Wiem że czeka mnie ciężka praca nad sobą by dorównać wyobraźni sztucznej ciotki o mnie.
Nie będzie łatwo ale dam wiele z siebie by wyglądać jak przystojniak 🙂
Trzymaj kciuki za powodzenie 🙂
Dzień dobry 🙂
kawa wg AI
Basiu, świetna ta Erynia z AI. Jak się takie cuda robi?
@ewa:
Basia mi powiedziała, że pytasz, ok. 21:00, no i o 3:30 się obudziłem i myślałem jak odpowiedzieć, aż mi budzik nie przerwał.
W wersji prostej — darmowy generator jest na Bingu od Microsoftu. Być może trzeba mieć konto w Microsofcie (mam, jest darmowe). Wchodzi się, opisuje scenę, czeka chwilkę i jest!
W wersji dłuższej — opiszę u Basi*, skoro od 3:30 o tym myślałem 😀
—
*) Basia mówi, że za dwa dni, nie prędzej.
Dzień dobry 🙂
kawa
Nie wiadomo co lepsze, kawa czy slodki dodatek do kawy.
Najlepsze z tego to wycieczka rowerowa.
Jestem w trasie.
To kawałek https://photos.app.goo.gl/UiYkYVKbwEqiFvP56
U mnie też była wycieczka rowerowa, ale miałam gości i nie zrobiłam zdjęcia, kiedy chłopcy rowerowcy zjeżdżali w deszczu i śniegu na chałupę.
Dostali rozgrzewającą zupę dyniową.
Jacques Pepin podaje metode wykorzystania skóry kaczki, gęsi lub indyka.
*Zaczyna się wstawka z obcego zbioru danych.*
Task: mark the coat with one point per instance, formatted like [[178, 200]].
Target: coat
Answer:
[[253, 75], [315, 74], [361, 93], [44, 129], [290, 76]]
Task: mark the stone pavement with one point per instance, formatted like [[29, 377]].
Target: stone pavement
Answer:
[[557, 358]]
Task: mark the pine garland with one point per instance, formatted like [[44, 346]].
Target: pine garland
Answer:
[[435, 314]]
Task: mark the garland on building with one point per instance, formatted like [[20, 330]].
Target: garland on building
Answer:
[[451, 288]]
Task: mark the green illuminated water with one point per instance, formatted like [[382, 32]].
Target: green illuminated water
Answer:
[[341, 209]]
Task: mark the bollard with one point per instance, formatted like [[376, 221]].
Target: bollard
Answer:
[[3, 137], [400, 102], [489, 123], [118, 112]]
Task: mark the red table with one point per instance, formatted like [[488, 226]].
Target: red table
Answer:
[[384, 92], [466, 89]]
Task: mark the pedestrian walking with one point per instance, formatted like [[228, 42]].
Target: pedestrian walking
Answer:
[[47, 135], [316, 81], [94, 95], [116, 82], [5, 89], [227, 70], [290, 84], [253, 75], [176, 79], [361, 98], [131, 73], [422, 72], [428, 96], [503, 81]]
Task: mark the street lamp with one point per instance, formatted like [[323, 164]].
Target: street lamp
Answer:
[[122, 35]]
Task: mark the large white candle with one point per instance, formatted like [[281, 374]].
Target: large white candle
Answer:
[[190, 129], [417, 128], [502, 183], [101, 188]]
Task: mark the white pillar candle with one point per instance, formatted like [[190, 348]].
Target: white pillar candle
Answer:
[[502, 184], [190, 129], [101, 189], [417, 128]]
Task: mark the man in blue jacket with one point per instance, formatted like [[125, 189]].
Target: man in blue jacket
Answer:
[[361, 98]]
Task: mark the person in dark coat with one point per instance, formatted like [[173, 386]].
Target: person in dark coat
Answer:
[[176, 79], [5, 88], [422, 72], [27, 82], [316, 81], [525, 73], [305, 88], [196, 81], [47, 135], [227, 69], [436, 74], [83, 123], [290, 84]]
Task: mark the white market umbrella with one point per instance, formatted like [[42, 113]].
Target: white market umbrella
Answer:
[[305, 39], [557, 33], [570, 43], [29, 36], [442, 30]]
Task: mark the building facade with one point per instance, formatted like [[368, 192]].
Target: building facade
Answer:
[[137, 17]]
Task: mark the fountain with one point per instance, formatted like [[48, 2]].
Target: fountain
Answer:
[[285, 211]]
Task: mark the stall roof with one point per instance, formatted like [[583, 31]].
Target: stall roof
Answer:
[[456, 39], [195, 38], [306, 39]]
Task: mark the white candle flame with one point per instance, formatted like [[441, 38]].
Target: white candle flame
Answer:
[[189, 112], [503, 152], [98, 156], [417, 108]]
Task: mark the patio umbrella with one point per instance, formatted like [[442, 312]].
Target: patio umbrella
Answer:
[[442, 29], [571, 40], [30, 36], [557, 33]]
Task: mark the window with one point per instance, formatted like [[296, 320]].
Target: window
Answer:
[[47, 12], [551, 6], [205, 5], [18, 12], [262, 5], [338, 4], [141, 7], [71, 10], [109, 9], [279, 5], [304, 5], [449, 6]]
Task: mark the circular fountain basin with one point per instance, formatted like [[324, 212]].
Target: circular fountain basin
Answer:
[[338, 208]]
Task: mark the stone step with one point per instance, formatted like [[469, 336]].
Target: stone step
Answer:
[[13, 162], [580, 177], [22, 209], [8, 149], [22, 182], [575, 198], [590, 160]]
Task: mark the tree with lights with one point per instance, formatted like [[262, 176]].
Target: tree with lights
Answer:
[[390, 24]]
Skóra moze byc po upieczeniu, ugotowaniu lub przed.
Chicken or duck skin can be used to make cracklings to crumble on an accompanying salad. Spread out the skin, outer side up, on a cookie sheet and sprinkle it with salt. Roast in a 400-degree oven for 20 to 25 minutes, until crisp. Break into pieces and serve.
Na blasze ułożyc skórę zewnętrza strona do gory. Posypac sola. Piec w temp 200C przez 20-25 minut az skora bedzie sucha (crisp). Połamać na kawalki. Posypac na sałatke lub upieczone ziemniaki.
Dzień dobry 🙂
kawa
Generalnie śpimiy o tej porze.. ale śnimu o herbacie…..
tak jest, wiemy, że jest niezdrwowa 🙂
Idę umierać, nie po rza pierwszy – życie jest niezdrowe!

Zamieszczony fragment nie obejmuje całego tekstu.